For nearly a decade until 2017, people in Nepal had to endure the uncertainty of frequent power-outages lasting up to 18 hours. Kulman Ghising was appointed as managing director of the Nepal Electricity Authority in 2016, and people expected improvement, but the task of pulling Nepal out of abject darkness was still an uphill task. Yet, within a year, there was a flicker of hope and that some stability had been restored concerning the long hours of load-shedding, which had virtually paralysed life. And the first few months of uninterrupted supply of electricity was quite disorienting for the vast majority who had been so used to living their life according to the power outage schedule provided by the Nepal Electricity Authority.
The rolling blackouts had altered the waking and sleeping hours of people, and any initial signs of stability or change to the existing lifestyle, however hopeful it seemed, were seen with suspicion; that, like most things in Nepal, all we are ever entitled to is endless hardship and suffering, and anything that eases our debilitating pain is usually short-lived. Take, for instance, the Melamchi water supply that took almost 26 years to complete but ended abruptly long before the damage caused by the monsoon. Such short-lived euphoria is something all Nepali people are pretty accustomed to, but can certainly do without.

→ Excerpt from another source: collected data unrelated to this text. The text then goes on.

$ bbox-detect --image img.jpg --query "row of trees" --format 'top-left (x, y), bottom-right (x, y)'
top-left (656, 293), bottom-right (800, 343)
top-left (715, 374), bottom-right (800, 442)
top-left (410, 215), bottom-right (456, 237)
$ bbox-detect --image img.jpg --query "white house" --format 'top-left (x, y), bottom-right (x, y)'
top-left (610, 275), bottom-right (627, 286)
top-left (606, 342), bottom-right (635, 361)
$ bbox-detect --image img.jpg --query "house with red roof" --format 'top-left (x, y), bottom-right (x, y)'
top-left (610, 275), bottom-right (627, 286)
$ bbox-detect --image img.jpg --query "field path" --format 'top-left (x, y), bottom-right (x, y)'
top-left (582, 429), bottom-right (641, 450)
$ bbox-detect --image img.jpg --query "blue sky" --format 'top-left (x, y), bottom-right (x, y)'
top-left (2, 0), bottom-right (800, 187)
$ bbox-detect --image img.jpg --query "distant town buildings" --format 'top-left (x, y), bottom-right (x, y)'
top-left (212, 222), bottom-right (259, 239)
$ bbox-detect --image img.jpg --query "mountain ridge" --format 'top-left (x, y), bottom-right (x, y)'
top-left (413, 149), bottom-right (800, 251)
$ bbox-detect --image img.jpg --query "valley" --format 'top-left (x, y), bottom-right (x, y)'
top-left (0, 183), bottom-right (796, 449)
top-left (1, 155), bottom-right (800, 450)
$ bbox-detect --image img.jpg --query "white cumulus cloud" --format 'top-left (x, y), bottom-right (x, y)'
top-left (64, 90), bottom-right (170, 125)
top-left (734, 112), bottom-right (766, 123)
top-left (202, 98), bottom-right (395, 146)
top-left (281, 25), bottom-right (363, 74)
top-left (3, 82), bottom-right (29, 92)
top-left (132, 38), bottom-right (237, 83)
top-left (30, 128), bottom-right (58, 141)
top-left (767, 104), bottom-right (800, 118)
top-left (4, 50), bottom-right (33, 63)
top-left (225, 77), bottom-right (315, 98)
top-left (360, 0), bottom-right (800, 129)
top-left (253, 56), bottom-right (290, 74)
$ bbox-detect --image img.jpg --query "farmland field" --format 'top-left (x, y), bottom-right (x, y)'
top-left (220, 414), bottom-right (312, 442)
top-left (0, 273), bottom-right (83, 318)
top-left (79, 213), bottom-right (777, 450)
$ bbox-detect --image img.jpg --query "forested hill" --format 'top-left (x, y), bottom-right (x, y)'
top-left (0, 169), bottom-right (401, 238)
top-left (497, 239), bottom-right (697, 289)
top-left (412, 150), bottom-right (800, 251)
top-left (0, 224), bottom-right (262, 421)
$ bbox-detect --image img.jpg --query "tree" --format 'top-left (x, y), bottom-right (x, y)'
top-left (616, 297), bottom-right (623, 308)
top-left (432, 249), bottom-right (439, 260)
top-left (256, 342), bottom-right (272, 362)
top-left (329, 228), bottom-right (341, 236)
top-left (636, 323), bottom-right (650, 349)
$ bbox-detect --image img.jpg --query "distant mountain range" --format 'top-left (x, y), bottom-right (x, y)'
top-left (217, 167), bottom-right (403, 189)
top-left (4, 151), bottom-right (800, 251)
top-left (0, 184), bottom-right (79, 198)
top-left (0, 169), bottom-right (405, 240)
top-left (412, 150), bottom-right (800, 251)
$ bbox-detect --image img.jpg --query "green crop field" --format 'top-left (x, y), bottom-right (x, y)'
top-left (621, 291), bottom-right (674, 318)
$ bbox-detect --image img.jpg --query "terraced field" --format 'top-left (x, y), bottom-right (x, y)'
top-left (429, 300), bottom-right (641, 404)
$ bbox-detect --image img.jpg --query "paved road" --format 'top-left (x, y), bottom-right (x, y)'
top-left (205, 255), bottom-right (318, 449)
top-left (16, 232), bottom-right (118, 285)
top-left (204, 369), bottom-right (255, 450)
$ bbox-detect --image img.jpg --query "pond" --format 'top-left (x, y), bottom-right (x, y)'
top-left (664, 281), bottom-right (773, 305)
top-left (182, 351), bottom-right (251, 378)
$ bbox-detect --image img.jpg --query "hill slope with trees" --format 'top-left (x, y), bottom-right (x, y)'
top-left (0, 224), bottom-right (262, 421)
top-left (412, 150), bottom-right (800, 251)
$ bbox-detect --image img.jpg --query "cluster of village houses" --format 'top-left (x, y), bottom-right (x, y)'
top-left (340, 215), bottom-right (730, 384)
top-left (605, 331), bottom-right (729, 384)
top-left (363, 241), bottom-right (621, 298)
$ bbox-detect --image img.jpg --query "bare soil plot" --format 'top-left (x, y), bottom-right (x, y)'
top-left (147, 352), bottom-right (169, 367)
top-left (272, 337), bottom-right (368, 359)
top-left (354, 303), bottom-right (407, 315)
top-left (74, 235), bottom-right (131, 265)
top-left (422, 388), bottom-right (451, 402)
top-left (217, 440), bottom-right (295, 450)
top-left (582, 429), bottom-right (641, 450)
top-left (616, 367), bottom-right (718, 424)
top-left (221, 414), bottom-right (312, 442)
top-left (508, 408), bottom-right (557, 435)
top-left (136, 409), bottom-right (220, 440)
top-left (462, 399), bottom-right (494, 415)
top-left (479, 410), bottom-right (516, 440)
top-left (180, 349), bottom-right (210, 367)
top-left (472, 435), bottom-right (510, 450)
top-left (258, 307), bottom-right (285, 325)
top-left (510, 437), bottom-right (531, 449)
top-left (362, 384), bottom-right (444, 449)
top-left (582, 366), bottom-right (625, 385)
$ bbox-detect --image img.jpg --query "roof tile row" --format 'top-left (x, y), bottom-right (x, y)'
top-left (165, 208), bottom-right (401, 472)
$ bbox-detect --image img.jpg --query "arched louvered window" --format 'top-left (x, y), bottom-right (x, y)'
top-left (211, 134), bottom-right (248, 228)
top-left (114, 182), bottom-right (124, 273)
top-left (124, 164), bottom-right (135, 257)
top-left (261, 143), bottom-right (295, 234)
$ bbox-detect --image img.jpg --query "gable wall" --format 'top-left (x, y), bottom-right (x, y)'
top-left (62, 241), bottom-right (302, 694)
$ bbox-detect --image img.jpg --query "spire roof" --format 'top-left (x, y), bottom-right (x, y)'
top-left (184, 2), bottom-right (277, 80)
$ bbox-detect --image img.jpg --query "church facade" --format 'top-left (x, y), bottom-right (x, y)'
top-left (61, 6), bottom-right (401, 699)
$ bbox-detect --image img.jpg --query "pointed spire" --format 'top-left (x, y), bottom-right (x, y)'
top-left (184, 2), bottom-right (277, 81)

Fast forward to 2021, Nepal is now in a position to supply excess energy. So much so that the authorities are pushing people to consume more electricity in order to avoid wastage. The Electricity Regulatory Commission has even decided to slash the tariff effective from November 17. The push to encourage people to go electric is a welcome change. For far too long, we have been dependent and sometimes held hostage to supplies of gas and petroleum products from third nations, and to finally be in a position of self-sufficiency at a time when the world is hankering for green energy is both satisfying and assuring. Reliance on fossil fuels, if kept to a minimum, will be less burdensome on the country’s exchequer as well.

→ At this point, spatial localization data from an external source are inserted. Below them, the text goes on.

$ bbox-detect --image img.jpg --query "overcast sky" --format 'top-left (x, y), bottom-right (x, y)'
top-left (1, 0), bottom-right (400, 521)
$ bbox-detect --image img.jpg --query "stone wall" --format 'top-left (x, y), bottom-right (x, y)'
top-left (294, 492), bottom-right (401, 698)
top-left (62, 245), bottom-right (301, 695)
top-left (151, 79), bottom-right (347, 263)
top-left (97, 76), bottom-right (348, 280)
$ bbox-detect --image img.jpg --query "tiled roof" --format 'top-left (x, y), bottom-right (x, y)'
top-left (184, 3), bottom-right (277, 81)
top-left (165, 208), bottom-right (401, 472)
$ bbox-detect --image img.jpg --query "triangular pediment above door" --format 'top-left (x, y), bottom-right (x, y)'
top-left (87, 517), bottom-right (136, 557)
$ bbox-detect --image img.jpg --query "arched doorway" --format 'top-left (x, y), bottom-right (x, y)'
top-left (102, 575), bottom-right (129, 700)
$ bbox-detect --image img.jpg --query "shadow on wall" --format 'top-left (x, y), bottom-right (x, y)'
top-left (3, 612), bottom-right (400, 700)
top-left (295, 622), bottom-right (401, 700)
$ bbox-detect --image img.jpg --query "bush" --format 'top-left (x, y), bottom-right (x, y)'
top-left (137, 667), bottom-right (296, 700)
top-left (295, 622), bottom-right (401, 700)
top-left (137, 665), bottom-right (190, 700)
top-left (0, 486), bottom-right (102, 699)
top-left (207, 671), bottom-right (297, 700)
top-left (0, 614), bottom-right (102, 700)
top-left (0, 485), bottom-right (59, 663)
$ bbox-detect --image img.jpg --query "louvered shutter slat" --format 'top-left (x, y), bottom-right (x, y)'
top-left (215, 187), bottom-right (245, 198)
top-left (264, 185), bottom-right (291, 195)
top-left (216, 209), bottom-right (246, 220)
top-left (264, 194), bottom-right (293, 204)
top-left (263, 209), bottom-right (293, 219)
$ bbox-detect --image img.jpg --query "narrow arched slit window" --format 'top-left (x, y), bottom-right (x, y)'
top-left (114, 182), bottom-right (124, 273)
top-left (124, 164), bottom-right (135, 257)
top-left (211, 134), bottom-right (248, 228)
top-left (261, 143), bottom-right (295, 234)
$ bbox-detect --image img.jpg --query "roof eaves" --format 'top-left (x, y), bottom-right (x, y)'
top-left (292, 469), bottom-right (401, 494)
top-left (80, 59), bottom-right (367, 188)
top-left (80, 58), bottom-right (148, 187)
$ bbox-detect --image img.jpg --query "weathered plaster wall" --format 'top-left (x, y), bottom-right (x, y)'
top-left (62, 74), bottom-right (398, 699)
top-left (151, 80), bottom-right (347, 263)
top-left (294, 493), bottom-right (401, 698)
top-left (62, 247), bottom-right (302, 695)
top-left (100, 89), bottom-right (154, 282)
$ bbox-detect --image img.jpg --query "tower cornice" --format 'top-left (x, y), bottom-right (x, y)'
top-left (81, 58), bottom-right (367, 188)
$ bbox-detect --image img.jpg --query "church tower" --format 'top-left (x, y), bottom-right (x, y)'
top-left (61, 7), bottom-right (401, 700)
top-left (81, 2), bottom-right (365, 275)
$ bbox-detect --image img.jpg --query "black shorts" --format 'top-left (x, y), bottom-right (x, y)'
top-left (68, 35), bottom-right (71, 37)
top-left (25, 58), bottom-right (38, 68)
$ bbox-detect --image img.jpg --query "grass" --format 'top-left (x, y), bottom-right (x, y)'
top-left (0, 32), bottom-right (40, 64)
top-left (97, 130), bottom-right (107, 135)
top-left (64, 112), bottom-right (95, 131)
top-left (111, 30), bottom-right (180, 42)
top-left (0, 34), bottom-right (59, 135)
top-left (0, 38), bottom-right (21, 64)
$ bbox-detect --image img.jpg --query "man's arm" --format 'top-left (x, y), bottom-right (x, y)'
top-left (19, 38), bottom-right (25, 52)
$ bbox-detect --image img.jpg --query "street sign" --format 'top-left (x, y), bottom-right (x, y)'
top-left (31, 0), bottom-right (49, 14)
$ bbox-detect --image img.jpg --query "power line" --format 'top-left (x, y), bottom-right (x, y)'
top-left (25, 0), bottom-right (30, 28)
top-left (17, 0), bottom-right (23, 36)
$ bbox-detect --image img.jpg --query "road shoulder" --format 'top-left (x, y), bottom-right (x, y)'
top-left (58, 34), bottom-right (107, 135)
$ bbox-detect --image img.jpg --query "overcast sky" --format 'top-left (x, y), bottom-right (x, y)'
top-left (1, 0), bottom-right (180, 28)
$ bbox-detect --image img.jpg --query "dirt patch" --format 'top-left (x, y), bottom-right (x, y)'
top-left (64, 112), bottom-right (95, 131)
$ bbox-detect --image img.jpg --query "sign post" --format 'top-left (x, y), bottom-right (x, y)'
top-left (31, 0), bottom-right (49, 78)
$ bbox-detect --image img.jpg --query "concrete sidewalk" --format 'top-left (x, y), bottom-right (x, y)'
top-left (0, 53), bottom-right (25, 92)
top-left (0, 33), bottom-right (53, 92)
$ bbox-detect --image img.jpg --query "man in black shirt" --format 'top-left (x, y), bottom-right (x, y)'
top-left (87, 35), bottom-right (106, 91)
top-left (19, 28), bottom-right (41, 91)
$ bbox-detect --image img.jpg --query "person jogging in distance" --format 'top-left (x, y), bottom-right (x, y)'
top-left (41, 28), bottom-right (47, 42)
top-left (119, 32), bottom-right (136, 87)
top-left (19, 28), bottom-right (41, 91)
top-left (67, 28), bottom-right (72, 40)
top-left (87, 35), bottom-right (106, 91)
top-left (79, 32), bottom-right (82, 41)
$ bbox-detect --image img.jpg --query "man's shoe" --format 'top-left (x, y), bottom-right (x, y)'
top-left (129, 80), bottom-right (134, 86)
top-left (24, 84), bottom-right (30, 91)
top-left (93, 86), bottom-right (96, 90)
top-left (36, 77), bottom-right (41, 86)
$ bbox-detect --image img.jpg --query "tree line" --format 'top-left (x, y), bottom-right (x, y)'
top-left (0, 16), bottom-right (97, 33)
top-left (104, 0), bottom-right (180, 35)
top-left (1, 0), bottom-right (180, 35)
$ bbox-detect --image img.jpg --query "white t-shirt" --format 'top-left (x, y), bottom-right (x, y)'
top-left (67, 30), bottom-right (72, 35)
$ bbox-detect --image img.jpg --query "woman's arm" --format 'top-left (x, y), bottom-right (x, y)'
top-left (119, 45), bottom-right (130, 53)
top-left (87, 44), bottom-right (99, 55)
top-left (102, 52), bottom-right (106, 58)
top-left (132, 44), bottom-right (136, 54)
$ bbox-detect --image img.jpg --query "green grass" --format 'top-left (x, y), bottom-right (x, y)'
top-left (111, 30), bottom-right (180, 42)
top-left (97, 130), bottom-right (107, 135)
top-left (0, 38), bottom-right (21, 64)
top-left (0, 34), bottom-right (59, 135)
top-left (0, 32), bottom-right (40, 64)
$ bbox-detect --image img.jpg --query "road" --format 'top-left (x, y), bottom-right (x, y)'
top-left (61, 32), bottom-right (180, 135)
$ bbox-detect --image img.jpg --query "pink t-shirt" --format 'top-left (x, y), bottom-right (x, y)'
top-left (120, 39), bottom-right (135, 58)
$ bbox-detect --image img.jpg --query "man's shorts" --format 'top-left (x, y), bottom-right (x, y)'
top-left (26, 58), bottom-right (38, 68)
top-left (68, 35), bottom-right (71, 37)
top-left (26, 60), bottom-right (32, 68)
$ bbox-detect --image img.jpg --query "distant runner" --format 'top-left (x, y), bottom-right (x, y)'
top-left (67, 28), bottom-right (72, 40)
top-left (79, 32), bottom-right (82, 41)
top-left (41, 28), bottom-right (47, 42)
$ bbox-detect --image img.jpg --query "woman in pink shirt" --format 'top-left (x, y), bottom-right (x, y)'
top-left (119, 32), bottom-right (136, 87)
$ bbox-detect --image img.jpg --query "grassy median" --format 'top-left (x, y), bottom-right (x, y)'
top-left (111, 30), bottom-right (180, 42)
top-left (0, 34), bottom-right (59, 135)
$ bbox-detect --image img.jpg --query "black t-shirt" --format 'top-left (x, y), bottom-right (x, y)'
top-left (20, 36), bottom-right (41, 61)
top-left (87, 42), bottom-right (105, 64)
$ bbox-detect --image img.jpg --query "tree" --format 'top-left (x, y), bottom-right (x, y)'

With two giant neighbours hungry for energy to fuel their economies, Nepal should not shy away from taking the mantle of being an energy provider. After persistent lobbying from Kathmandu, India, which suffers from chronic power shortages, has finally given the nod to allow Nepal to sell its surplus electricity. The Central Electricity Authority in India has decided to enable Nepal to sell 39 megawatts of electricity from the Trishuli Hydropower Project and the Devighat Hydropower Project. Albeit a small step, it is a step in the right direction.
With the recently concluded COP26, where nations have pledged to go green given the worsening climatic conditions, Nepal finds itself in an advantageous position to generate clean energy. And, people in Nepal should gradually be encouraged to go electric wherever possible, from household appliances to transport. With electric cars going mainstream worldwide, Nepal too could benefit immensely by upgrading its infrastructural facilities, that is, building charging points at regular intervals. The shift in the scenario comes at an opportune moment; let the radiance of Deepawali dispel the darkness within us all and be the guiding light to lead us to a better tomorrow.